David Haley aka Ksilyan
Head Programmer,
Legends of the Darkstone

http://david.the-haleys.org
Top

Posted by Shaun Biggs   USA  (644 posts)  Bio
Date Reply #2 on Fri 20 Jul 2007 08:16 PM (UTC)
Message
Well, so far I've just been using a recursive function that I made myself, but I was hoping that there was some sort of table.clone() function that I was missing somewhere in the documentation. I haven't mucked about with metatables, but I'm sure that they would be ignored by the function I made.
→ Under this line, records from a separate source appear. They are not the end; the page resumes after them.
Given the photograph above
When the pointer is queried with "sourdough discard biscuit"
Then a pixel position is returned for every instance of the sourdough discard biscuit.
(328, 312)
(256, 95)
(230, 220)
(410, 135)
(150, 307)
Not having a way to clone the data in the standard Lua libraries seems kind of odd to me. Kind of a pain to have to copy/paste a cloning function into whatever project needs it.

It is much easier to fight for one's ideals than to live up to them.
Top

Posted by Nick Gammon   Australia  (23,122 posts)  Bio   Forum Administrator
Date Reply #3 on Fri 20 Jul 2007 10:04 PM (UTC)
Message
You could make one file and "require" it wherever you need it. That is what I did with serialization (which recurses), and the "tprint" (which recursively prints a table for debugging).

There are so many "ifs" and "buts" with a deep copy that it probably the reason there is no library routine. You could say the same about the serialization. I recently did a different serialization for certain table types, which results in a better looking result, providing the tables conform to certain restrictions.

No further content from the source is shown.